WIR HIER: Artikel von Geflüchteten und Menschen, die schon länger hier leben

Flucht: Ein Schulprojekt

Von Habibola Samadi aus Afghanistan
HabibolaSamadi
Seit einigen Monaten arbeite ich bei einem Projekt vom Kirchenkreis Hamburg-West/Südholstein im Zusammenhang von „Kirche und Schule“ mit. In dem Projekt sollen Jugendliche der 8. und 9. Klassen das Gefühl von Fremdheit und Verunsicherung erleben, wie es für Flüchtlinge Alltag ist.
Die Schüler/innen werden dazu in eine fiktive Situation versetzt: Sie müssen aus Deutschland fliehen, weil hier ein diktatorisches Regime die Macht übernommen hat, das ein Leben in Freiheit unmöglich macht.

So fliehen sie in die nordafrikanischen Staaten bzw. in Staaten des Nahen Ostens und Vorderasiens, um ihr Leben zu retten, und mit der Hoffnung, dort freier und sicherer leben zu können als in Deutschland. Auf der Flucht spüren sie die Abhängigkeit von der Willkür anderer und die Unsicherheit in der Begegnung mit einer anderen Kultur. Hinzu kommt die fehlende Verständigungsmöglichkeit, weil die Sprachen unterwegs und im „neuen Land“ ganz anders sind als die, die sie in der Schule gelernt haben.
Die Schüler/innen werden in Kleingruppen eingeteilt und jeder Gruppe wird ein Guide zugeordnet, der selbst vor einigen Jahren aus seinem Land geflohen ist.

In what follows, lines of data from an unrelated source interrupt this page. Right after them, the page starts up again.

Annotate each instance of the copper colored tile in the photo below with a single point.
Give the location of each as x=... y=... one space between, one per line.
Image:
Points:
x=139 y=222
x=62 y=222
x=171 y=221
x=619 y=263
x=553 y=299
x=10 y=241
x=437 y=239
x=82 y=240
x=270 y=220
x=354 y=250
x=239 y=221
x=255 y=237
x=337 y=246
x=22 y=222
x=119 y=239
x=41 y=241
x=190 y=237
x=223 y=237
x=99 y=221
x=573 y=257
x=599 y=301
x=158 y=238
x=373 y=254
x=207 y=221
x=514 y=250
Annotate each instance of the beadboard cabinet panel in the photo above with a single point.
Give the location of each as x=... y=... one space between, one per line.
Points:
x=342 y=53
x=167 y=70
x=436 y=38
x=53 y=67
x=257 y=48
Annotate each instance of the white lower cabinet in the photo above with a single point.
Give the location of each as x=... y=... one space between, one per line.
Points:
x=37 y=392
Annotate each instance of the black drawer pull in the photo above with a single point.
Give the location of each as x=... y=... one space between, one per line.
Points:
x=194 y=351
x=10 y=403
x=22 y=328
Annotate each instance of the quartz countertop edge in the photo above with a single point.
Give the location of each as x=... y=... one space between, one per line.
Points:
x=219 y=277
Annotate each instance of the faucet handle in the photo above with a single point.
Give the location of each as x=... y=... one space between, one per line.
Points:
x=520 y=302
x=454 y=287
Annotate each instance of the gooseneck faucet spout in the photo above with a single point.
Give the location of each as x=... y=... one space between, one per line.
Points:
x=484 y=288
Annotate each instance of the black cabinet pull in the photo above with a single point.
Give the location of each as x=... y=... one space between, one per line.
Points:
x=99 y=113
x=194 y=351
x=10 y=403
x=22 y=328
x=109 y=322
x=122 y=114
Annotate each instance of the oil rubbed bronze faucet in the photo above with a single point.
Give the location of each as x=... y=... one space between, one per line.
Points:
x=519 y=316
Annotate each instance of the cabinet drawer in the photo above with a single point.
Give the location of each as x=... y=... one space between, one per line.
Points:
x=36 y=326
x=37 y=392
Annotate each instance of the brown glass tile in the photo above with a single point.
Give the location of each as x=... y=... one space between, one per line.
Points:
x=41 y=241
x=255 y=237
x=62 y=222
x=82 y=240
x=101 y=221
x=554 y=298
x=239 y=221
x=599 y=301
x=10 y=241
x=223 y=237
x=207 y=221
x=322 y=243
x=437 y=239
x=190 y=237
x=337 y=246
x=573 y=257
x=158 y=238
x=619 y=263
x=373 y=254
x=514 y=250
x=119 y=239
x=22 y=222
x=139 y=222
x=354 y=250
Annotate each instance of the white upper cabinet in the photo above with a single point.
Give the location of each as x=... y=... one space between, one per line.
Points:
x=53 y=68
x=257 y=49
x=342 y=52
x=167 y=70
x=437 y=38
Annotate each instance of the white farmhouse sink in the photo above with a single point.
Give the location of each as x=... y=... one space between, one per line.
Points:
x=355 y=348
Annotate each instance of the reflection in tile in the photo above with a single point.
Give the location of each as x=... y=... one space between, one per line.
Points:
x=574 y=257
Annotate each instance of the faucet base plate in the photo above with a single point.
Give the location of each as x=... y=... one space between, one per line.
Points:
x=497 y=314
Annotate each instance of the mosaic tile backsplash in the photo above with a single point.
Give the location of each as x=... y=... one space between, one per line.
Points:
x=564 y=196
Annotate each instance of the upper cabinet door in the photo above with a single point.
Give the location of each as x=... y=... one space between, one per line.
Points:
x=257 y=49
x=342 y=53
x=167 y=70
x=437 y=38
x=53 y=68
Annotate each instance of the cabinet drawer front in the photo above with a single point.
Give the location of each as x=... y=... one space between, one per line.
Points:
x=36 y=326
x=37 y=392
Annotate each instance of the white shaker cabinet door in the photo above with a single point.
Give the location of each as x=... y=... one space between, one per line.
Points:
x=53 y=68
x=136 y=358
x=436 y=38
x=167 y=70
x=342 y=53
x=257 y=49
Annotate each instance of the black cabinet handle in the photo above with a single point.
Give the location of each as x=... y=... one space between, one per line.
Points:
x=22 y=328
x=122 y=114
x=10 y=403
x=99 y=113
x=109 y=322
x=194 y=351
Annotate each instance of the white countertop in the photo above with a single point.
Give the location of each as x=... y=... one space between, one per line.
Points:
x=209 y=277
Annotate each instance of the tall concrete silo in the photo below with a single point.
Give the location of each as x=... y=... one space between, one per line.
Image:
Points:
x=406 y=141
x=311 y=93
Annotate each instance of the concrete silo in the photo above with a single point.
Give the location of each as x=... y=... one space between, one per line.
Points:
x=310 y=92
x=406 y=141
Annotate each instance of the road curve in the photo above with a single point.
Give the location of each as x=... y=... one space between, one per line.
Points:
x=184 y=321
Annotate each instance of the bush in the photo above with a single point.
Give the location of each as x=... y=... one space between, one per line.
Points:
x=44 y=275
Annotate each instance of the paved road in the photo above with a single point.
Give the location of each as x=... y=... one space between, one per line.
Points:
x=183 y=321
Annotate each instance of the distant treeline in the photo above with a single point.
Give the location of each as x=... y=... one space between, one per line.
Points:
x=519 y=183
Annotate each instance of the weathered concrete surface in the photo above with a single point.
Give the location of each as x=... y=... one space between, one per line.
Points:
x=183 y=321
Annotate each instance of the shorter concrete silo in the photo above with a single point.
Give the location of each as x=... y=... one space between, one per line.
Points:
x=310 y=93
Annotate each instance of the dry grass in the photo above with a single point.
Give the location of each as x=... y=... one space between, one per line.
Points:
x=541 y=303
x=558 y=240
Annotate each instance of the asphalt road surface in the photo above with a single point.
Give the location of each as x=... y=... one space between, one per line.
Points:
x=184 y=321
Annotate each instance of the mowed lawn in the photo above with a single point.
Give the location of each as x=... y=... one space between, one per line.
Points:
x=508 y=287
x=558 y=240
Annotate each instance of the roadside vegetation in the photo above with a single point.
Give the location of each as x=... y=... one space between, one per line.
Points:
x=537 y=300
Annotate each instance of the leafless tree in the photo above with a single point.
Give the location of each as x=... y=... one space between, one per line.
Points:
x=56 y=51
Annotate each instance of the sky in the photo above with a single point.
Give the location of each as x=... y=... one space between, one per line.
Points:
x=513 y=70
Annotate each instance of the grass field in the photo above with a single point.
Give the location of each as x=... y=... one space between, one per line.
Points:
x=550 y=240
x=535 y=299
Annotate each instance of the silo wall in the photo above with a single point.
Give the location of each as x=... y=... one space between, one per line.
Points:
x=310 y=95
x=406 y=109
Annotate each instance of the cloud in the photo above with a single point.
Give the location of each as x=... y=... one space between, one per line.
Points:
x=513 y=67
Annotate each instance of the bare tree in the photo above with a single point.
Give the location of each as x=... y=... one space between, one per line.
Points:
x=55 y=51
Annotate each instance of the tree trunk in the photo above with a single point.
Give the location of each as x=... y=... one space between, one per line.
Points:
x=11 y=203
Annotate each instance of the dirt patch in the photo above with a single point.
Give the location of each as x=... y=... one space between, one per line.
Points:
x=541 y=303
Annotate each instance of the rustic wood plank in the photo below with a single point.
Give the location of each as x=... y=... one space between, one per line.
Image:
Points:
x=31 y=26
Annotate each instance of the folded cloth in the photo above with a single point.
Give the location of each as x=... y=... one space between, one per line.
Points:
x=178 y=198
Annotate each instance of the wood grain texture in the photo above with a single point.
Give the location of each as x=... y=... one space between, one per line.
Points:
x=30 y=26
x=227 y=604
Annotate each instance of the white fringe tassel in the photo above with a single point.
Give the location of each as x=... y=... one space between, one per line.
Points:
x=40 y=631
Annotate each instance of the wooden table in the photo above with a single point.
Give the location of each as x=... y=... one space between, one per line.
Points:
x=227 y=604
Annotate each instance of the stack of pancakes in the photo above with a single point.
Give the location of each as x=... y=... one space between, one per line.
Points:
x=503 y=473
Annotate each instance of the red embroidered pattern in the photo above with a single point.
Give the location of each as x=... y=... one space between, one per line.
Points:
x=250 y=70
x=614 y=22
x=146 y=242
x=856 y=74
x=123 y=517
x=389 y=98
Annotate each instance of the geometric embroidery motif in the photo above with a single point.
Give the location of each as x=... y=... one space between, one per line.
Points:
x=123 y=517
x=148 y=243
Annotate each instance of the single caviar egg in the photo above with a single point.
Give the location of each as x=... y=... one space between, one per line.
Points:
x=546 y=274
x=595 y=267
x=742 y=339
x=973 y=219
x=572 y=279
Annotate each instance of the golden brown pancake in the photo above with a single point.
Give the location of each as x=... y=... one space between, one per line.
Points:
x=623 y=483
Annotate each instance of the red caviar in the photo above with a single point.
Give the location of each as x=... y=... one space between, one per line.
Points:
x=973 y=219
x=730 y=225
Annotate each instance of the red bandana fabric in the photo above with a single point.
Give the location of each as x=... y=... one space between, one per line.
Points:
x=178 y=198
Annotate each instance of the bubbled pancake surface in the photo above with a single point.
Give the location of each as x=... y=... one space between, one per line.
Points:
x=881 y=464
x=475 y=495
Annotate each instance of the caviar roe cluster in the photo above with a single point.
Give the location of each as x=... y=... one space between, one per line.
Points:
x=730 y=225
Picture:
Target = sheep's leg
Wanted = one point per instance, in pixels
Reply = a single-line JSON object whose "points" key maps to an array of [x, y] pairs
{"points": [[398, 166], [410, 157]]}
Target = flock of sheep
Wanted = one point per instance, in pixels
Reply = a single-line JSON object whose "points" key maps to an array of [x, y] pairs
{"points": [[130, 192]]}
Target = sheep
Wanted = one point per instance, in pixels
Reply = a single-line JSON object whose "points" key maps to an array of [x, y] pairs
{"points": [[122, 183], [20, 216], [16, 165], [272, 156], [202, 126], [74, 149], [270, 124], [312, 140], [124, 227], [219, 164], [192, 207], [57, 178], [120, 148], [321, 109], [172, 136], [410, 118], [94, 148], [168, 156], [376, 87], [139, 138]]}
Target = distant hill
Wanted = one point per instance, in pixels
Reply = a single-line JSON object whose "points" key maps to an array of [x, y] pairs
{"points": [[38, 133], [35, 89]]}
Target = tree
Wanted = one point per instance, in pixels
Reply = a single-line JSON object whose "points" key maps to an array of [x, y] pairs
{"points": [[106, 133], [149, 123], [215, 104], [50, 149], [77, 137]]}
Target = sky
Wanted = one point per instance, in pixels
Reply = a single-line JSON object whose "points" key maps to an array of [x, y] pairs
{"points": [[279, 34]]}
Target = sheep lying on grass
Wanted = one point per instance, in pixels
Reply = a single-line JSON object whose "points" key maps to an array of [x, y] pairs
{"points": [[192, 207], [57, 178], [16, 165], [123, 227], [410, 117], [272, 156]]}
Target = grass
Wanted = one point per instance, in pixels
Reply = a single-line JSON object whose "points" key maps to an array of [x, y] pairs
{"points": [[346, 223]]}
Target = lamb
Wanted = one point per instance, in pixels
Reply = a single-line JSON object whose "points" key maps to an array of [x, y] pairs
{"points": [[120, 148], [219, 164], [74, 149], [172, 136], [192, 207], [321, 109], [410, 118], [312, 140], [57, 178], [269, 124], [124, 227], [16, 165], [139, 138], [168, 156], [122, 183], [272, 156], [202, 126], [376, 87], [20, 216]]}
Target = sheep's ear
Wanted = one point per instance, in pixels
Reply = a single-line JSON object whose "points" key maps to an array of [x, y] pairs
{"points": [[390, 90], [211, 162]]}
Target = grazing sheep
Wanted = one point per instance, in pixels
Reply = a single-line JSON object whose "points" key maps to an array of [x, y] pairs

Damit die Schüler/innen die Situation von Flüchtlingen auf ihrem Weg nachempfinden können, werden fünf typische Situationen nachgestellt:
1: Fluchtweg. Die Schüler/innen werden mit verbundenen Augen geführt (dies soll das unbekannte Terrain symbolisieren, durch das sich Flüchtlinge bewegen). Sie müssen sich völlig auf den Guide verlassen, auch wenn sie die Orientierung verloren haben und er sie durch unwegsames Gelände führt.
2: Arbeiten. Die Überfahrt kostet Geld. Um es zu verdienen, müssen die Schüler/innen erst einmal Arbeit finden. Sie haben Glück und können in einer Fabrik Pailletten auf T-Shirts nähen.
3: Warten. Die Schüler/innen lernen einige Worte in der Sprache des Ziellandes (Dari bzw. Arabisch).
4: Überfahrt Meer - Die Schüler/innen müssen in ein schwankendes Schlauchboot klettern.
5: Registrierung. Die Schüler/innen sind jetzt in ihrem „neuen Land“ angekommen. Sie müssen an der Grenze sagen, dass sie Asyl suchen, sich registrieren lassen und ihre Fingerabdrücke abgeben. An einer anderen Stelle müssen sie dann Asyl beantragen und erklären, warum sie ihre Heimat verlassen mussten. Von den Mädchen wird erwartet, dass sie ab sofort ein Hijab, und von den Jungs, dass sie die für Männer typische arabische Kopfbedeckung tragen.
Am Ende dieses dreistündigen Projektes haben die Schüler/innen in der Regel eine ganz andere Einstellung zu Geflüchteten als zuvor.